Décoloniser l'enseignement sur la religion? (rencontre du groupe de travail EASR)
Organisée cette année par l'IREL, la rencontre annuelle du groupe de travail EASR (European Association for the Study of Religion) sur la religion dans l'éducation publique a eu lieu mercredi 25 après-midi et jeudi 26 mars 2026 à la MSH-Raspail, avec une vingtaine de chercheuses et chercheurs venus d'Afrique du Sud, Allemagne, Autriche, Belgique, du Danemark, de France, Norvège, Slovénie, Suède et Suisse.
Exposé de Wanda Alberts le 26 mars (photo Renaud Rochette)

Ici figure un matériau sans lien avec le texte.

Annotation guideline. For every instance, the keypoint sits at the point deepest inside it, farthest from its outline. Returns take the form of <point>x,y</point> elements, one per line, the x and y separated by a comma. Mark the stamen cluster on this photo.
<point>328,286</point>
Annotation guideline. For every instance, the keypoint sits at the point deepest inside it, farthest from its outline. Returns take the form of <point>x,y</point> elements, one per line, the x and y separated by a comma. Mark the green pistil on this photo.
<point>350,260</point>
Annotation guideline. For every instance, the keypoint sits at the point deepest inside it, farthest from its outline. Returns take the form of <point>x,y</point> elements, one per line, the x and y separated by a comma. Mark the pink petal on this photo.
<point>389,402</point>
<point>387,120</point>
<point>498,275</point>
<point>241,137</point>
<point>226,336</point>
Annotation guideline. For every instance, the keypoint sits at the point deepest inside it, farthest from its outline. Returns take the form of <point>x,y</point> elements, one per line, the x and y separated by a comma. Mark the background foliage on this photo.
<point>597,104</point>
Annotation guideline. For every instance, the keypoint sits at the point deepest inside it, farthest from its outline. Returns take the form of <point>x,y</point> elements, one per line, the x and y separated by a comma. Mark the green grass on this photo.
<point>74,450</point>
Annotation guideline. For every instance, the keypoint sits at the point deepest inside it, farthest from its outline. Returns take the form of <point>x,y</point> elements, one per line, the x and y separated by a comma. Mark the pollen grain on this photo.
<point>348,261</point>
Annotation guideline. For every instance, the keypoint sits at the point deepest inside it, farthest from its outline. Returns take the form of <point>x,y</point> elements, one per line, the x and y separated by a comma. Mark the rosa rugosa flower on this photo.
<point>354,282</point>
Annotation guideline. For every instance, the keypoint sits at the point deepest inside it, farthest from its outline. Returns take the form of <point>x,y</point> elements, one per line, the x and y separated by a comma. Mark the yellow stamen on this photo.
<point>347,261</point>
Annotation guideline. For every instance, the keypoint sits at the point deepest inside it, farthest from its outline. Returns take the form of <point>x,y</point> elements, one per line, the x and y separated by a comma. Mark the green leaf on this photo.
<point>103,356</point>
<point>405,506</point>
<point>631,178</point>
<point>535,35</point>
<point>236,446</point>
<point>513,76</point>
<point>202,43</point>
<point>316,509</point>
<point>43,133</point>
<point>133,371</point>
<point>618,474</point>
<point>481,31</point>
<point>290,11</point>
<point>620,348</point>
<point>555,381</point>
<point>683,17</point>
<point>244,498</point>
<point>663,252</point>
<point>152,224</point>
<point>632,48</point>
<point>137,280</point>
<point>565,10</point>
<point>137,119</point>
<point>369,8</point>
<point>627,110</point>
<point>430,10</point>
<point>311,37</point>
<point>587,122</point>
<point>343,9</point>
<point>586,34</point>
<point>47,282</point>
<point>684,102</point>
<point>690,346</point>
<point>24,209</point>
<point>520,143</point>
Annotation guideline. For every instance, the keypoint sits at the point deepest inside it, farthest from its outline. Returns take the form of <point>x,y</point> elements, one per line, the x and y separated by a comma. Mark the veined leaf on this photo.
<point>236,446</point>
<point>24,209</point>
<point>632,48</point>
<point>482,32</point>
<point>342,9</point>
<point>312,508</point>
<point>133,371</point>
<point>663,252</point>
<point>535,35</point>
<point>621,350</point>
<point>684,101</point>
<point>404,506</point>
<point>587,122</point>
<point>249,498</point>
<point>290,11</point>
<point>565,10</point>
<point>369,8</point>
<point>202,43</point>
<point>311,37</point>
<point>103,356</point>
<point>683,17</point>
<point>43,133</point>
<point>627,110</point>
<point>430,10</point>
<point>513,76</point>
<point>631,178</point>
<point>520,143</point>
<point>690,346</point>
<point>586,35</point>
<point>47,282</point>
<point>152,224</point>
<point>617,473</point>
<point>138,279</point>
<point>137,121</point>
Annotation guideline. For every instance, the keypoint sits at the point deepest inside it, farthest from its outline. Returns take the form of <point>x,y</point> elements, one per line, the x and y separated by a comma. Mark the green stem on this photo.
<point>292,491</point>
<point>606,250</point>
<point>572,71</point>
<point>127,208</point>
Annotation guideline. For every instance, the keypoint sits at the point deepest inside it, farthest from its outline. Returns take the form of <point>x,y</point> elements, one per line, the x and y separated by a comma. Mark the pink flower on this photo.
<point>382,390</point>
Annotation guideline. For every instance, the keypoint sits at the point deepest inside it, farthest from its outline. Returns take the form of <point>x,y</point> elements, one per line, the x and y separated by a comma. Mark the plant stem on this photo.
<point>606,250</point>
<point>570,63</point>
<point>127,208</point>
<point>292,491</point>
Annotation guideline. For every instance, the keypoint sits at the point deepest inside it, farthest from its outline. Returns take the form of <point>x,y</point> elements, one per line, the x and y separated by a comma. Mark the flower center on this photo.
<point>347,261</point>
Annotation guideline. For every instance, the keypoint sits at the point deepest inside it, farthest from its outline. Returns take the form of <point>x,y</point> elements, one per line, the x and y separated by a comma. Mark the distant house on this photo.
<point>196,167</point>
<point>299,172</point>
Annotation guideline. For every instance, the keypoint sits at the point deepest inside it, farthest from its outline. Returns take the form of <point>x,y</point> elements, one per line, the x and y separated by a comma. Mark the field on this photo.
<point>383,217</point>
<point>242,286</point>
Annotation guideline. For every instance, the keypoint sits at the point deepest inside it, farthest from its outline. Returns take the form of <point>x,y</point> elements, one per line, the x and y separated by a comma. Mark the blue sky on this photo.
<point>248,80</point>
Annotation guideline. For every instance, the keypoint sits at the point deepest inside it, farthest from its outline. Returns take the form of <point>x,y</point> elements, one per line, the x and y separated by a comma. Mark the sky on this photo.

La thématique de cette année était Decolonising Education about Religion? (Décoloniser l'enseignement sur la religion ?), thématique qui avait «émergé de débats universitaires et pédagogiques plus larges sur comment les structures coloniales et les distinctions raciales peuvent encore influer sur la production de connaissance et l'enseignement, de façon souvent subtile et implicite». Le but était «d'avoir un débat critique et constructif sur diverses questions liées à cette thématique: Les universitaires et les enseignants devraient-ils relever ces défis et si oui, comment ? Quelles sont les opportunités de repenser les bases, les méthodes et la dissémination dans ce champ ? Quels risques et défis pourraient être la conséquence de tentatives de décolonisation de l'étude de la religion et de l'enseignement sur la religion ?»

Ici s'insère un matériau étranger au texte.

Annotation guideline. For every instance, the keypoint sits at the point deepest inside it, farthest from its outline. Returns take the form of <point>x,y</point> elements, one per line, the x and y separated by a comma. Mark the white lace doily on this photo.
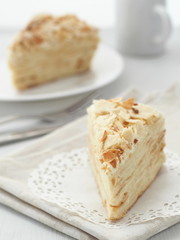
<point>66,180</point>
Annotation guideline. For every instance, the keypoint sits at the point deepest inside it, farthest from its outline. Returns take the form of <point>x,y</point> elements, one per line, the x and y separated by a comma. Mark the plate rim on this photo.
<point>58,95</point>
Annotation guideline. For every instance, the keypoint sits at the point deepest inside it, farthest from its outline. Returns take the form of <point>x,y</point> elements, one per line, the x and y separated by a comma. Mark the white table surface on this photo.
<point>146,74</point>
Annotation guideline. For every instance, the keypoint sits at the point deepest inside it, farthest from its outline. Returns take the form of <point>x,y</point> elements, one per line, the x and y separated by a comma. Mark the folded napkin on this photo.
<point>16,169</point>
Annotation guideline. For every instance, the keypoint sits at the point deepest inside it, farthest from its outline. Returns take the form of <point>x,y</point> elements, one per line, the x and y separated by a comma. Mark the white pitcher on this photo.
<point>142,26</point>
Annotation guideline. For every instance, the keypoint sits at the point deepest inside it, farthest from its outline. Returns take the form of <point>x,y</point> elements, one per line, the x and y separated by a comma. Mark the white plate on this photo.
<point>107,65</point>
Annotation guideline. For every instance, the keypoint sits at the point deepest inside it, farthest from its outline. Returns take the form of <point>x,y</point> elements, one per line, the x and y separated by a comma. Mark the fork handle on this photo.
<point>19,136</point>
<point>10,118</point>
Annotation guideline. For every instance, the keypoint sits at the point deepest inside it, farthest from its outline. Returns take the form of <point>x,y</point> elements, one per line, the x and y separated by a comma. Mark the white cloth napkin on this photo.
<point>15,169</point>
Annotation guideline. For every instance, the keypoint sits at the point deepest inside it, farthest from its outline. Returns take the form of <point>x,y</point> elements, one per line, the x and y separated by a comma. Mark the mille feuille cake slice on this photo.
<point>126,142</point>
<point>50,48</point>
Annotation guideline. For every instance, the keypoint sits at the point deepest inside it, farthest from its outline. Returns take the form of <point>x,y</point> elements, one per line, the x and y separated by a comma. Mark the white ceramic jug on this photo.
<point>142,26</point>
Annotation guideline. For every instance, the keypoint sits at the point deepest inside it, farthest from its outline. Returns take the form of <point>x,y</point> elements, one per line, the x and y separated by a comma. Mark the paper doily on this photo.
<point>66,180</point>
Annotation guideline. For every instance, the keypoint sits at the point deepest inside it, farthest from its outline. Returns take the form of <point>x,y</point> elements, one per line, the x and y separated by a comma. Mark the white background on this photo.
<point>16,13</point>
<point>146,74</point>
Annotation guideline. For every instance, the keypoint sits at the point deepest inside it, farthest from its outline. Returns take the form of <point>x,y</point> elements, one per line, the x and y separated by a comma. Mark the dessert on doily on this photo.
<point>126,142</point>
<point>50,48</point>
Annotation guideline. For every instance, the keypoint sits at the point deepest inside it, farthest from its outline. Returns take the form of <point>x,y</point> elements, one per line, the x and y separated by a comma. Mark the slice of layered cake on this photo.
<point>126,142</point>
<point>50,48</point>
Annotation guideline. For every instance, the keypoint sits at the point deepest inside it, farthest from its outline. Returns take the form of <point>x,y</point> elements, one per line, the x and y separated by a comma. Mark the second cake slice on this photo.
<point>126,142</point>
<point>50,48</point>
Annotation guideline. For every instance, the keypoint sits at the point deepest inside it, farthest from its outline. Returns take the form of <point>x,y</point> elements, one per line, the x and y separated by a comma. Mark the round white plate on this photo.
<point>107,65</point>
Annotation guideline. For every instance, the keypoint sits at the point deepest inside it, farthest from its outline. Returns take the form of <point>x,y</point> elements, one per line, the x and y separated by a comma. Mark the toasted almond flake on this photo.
<point>113,163</point>
<point>103,139</point>
<point>128,103</point>
<point>136,111</point>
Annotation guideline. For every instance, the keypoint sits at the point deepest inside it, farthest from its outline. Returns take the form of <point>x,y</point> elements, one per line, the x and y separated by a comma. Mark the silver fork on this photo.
<point>55,117</point>
<point>54,121</point>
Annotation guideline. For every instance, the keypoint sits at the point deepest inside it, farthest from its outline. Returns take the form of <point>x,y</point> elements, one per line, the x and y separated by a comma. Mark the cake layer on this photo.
<point>50,48</point>
<point>126,151</point>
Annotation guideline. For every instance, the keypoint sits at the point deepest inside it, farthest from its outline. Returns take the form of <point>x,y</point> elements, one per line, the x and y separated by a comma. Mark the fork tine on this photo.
<point>83,102</point>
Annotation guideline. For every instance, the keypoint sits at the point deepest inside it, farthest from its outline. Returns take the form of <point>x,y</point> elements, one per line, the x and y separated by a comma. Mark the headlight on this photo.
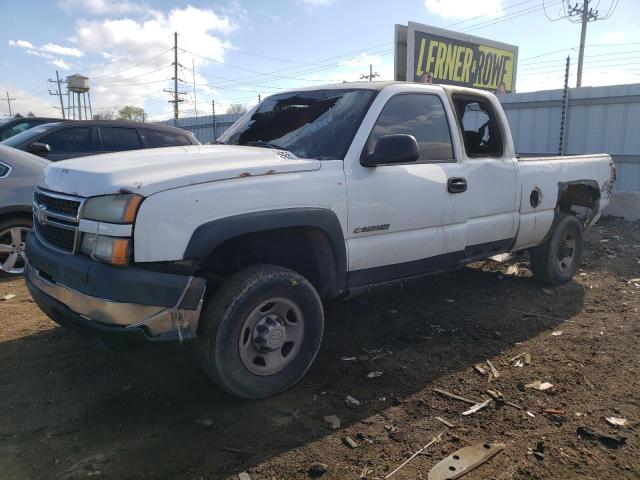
<point>107,249</point>
<point>120,208</point>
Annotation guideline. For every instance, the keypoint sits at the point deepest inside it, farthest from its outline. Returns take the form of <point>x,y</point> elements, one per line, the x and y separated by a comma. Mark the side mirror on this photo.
<point>396,148</point>
<point>38,148</point>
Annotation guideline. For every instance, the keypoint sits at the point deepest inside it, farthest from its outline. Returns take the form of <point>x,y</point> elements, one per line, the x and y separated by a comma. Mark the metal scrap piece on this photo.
<point>464,460</point>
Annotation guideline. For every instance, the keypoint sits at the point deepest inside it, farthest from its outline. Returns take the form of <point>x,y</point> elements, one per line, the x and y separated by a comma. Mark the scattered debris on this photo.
<point>444,393</point>
<point>448,424</point>
<point>611,441</point>
<point>477,406</point>
<point>616,421</point>
<point>553,411</point>
<point>494,370</point>
<point>480,368</point>
<point>462,461</point>
<point>333,420</point>
<point>538,451</point>
<point>433,440</point>
<point>538,385</point>
<point>513,270</point>
<point>364,438</point>
<point>317,470</point>
<point>350,442</point>
<point>235,450</point>
<point>351,402</point>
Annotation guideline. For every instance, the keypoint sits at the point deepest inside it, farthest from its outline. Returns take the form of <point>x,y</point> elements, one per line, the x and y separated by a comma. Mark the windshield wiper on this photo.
<point>262,143</point>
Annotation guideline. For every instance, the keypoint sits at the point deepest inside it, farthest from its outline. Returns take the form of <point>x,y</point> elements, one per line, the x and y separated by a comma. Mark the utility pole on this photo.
<point>9,103</point>
<point>565,107</point>
<point>213,120</point>
<point>58,92</point>
<point>371,75</point>
<point>175,92</point>
<point>195,99</point>
<point>585,14</point>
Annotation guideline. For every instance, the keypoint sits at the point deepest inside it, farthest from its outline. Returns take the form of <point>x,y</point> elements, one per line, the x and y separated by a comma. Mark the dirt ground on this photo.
<point>70,410</point>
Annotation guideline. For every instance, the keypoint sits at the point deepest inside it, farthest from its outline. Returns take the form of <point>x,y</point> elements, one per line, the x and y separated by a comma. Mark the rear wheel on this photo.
<point>260,331</point>
<point>13,233</point>
<point>557,259</point>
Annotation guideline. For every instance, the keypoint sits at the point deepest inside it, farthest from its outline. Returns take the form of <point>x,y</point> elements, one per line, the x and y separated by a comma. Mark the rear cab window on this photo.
<point>163,138</point>
<point>480,127</point>
<point>118,139</point>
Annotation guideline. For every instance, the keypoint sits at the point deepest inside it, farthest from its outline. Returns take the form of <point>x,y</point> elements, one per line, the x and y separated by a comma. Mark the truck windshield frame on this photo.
<point>319,124</point>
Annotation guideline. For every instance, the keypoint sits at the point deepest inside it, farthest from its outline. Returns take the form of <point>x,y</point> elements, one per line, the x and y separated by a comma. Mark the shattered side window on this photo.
<point>315,124</point>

Oddrun Marie Hovde Braaten (Université norvégienne des sciences et technologies): Visions du monde non-binaires en éducation.
Les recherches d'Ann Taves proposent d'utiliser la catégorie vision du monde (worldview) pour dépasser le clivage séculier/religieux et mieux appréhender ce qu'expriment les personnes qui se disent non-religieuses. Un enseignement sur ces visions du monde fait déjà partie des programmes sur la religion en Norvège, Suède, Angleterre, Finlande, aux Pays-Bas et dans d'autres pays, signalant le besoin d'un nouveau vocabulaire pour les activités humaines relatives à la production de sens, aussi bien en recherche qu'en enseignement sur la religion. On peut se demander si une approche inclusive par la vision du monde peut être un outil de décolonisation.
Emma Sandberg Andrasko (Université de Karlstad, Suède): Donner une voix à la diversité, Jeunes religieux dans l'enseignement secondaire suédois.
Le fait que le concept de religion convienne aux normes protestantes luthériennes et la gêne qu'éprouvent les enseignants à parler des croyances non-chrétiennes (en particulier l'islam et les traditions indigènes sami) peuvent empêcher les élèves d'appréhender leurs propres traditions. En se basant sur des idéaux égalitaristes, les États nordiques se sont longtemps considérés comme non-concernés par le processus colonial, ce qui a retardé la prise en compte du racisme et de la domination blanche. Une série d'entretiens avec des jeunes d'origine étrangère se définissant comme religieux permet de mieux comprendre comment ils appréhendent cet enseignement et comment ils définissent leur approche de la religion.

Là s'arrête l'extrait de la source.